Schließlich begegnet die Anwendung der vierjährigen Verjährungsfrist nach dem Sozialgesetzbuch auch insofern keinen Bedenken, als diese Vorschriften erst ab 1. Januar 1976 sukzessive in Kraft getreten sind, die Ansprüche hier aber aus den Jahren 1975 bis 1977 herrühren. Es kann dahinstehen, wann die Zahlung der Gesamtvergütung durch die Klägerin im einzelnen erfolgt ist, weil nach Art II § 17 SGB I der § 45 SGB I auch rückwirkend für alle vor Inkrafttreten des SGB I fällig gewordenen und noch nicht verjährten Ansprüche Geltung beansprucht (vgl Kasseler Kommentar/Seewald § 45 SGB I RdNr 4).

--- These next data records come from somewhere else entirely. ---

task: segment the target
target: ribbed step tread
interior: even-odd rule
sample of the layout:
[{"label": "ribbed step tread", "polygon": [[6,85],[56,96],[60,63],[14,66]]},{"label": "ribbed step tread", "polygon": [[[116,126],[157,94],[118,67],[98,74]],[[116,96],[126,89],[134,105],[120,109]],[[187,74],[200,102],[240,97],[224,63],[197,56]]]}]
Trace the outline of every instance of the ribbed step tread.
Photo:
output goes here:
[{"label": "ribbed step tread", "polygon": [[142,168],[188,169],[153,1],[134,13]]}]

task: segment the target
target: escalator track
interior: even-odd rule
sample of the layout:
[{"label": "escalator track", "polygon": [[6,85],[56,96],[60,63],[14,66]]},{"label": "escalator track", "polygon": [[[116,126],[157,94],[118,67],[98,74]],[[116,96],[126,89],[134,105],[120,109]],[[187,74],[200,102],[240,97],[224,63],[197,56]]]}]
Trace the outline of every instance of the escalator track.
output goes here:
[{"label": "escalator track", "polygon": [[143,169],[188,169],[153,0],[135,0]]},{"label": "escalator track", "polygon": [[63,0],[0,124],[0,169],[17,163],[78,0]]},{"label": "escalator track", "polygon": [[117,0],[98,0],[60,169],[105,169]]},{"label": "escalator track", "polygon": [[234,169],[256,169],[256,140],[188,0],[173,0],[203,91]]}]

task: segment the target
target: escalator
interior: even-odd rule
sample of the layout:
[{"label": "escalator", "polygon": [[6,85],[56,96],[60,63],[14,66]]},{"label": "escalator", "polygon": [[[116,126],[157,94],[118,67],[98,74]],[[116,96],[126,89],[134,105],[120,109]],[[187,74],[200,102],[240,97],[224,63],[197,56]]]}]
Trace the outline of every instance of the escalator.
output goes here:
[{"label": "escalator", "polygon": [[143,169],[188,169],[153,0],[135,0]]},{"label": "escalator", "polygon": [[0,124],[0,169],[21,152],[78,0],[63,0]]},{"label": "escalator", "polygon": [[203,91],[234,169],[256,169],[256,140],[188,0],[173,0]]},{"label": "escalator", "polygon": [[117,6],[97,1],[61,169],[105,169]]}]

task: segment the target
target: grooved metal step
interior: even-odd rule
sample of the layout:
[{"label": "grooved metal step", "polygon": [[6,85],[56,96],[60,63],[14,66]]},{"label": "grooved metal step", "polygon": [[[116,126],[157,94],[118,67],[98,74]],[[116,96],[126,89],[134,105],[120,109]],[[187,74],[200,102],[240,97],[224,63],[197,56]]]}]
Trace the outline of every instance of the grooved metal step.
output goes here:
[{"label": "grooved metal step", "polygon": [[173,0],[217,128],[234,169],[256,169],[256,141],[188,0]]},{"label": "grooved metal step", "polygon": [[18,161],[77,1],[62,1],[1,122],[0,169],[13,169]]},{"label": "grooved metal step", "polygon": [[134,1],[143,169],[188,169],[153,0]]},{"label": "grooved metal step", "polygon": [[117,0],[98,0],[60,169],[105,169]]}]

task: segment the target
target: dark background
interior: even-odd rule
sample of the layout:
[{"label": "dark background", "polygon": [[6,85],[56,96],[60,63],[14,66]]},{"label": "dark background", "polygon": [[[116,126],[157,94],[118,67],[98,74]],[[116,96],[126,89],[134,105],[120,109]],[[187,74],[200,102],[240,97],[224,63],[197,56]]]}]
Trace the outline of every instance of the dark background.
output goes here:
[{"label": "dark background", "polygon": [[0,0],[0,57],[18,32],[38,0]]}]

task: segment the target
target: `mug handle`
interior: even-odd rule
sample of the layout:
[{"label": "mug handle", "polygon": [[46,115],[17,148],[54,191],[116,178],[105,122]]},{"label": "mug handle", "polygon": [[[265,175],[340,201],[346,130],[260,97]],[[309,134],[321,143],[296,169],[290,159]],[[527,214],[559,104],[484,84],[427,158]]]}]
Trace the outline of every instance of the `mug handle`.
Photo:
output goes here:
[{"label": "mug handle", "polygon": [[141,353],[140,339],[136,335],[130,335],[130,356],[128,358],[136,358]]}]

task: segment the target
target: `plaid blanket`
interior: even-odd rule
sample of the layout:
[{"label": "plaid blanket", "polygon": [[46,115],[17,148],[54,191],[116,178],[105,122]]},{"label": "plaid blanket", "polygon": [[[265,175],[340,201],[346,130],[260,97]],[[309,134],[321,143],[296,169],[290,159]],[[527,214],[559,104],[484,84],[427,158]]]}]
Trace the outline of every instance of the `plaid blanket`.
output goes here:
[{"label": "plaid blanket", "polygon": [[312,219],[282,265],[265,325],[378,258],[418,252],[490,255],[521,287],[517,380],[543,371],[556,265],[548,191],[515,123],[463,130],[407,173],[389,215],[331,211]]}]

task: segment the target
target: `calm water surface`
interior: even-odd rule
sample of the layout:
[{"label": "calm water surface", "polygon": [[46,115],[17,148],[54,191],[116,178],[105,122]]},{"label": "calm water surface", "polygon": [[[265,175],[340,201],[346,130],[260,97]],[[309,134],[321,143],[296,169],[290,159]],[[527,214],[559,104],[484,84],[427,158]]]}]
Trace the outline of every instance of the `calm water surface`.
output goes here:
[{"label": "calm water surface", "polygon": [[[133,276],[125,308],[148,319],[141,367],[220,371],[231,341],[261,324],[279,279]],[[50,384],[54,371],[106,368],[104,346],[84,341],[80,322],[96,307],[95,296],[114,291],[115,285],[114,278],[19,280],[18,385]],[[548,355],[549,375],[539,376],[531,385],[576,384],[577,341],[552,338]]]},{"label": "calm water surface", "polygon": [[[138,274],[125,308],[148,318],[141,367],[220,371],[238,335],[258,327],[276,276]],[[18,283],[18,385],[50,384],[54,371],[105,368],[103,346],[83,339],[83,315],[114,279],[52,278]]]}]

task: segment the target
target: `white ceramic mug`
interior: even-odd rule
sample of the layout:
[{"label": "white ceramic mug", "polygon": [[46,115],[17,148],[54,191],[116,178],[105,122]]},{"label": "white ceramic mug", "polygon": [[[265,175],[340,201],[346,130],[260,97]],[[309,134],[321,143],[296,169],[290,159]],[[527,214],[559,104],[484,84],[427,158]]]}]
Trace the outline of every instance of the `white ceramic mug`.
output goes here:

Dementsprechend hat das BSG in den Entscheidungen aus dem Jahre 1976 (BSGE 41, 287 und 42, 135) die damals im Wege der Analogie gewonnene vierjährige Verjährungsfrist auch rückwirkend auf alle noch nicht verjährten Ansprüche angewandt.

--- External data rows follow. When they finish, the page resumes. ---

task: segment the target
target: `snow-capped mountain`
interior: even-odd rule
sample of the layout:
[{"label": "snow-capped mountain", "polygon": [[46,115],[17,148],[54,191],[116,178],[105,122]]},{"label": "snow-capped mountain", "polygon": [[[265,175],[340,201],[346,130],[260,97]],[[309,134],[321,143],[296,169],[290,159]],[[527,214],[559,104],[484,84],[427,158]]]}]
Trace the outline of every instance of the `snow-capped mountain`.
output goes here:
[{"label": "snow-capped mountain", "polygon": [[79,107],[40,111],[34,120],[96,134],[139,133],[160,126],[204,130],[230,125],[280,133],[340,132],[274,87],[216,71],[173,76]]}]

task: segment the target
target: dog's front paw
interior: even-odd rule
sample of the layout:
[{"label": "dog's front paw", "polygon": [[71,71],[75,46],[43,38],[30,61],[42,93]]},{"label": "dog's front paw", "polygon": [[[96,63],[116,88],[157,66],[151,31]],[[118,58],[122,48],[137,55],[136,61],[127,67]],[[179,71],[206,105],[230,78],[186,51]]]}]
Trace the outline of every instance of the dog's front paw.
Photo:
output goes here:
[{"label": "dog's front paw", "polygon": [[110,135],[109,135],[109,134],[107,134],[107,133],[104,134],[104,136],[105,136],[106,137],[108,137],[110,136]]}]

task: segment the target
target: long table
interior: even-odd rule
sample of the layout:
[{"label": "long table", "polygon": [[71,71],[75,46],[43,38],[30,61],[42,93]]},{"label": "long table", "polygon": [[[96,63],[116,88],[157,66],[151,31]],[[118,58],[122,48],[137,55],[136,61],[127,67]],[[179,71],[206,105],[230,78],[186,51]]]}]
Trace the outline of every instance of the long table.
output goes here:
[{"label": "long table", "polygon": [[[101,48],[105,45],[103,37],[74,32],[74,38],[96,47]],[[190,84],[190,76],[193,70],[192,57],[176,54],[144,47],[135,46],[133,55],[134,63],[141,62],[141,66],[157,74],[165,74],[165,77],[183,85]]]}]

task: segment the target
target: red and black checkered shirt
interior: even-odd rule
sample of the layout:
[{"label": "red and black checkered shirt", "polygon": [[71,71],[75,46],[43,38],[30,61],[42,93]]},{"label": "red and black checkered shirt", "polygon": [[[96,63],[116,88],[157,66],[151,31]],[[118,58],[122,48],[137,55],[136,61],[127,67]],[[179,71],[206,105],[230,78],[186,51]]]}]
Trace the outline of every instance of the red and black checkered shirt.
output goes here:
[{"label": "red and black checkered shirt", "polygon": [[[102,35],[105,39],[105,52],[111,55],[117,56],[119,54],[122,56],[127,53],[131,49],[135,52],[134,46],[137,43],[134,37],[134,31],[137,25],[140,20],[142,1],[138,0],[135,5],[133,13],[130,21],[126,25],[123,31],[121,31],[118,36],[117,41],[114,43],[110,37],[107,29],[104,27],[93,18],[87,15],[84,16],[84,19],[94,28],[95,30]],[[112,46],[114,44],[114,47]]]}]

In entsprechender Anwendung des § 113 Abs 1 SGB X hat die Verjährungsfrist für den Erstattungsanspruch der Klägerin mithin nach Ablauf des Kalenderjahres begonnen, in dem der Anspruch entstanden ist. Da die überzahlte Gesamtvergütung in Höhe von DM 125.662,84 für Abrechnungsquartale in den Jahren 1975 bis 1977 seitens der Klägerin an die Beklagte gezahlt worden ist, hat die Verjährungsfrist somit frühestens am 1. Januar 1976 (für die Quartalsabrechnungen 1975) und spätestens am 1. Januar 1979 (für den Fall, daß die Gesamtvergütung für das Quartal IV/1977 erst im Jahre 1978 bezahlt worden ist) begonnen. Mithin sind die Erstattungsansprüche der Klägerin spätestens mit Ablauf des Jahres 1982 verjährt gewesen.

Zutreffend geht das LSG davon aus, daß der Lauf der vierjährigen Verjährungsfrist weder gehemmt noch unterbrochen worden ist. § 45 Abs 2 SGB I, § 25 Abs 2, § 27 Abs 3 SGB IV, § 113 Abs 2 SGB X verweisen für die Hemmung und Unterbrechung der Verjährung auf die Vorschriften des BGB (vgl auch § 61 SGB X).

Eine Hemmung der Verjährung gemäß §§ 202 ff BGB ist nicht eingetreten. Auch eine Unterbrechung der Verjährung durch Anerkenntnis iS des § 208 BGB ist nicht erfolgt. Die Beklagte hat mit dem Schreiben vom 3. März 1978 kein Anerkenntnis iS des § 208 BGB abgegeben. Nach den tatsächlichen Feststellungen des angefochtenen Urteils hat die Beklagte mit ihrer Erklärung vom 3. März 1978 lediglich den Schadensbetrag festgestellt. Zu Recht ist das LSG davon ausgegangen, daß es an der für § 208 BGB erforderlichen, nach außen erkennbaren Aktivität der Beklagten fehlt (§ 208 BGB nennt hierfür Abschlagszahlung, Zinszahlung oder Sicherheitsleistung).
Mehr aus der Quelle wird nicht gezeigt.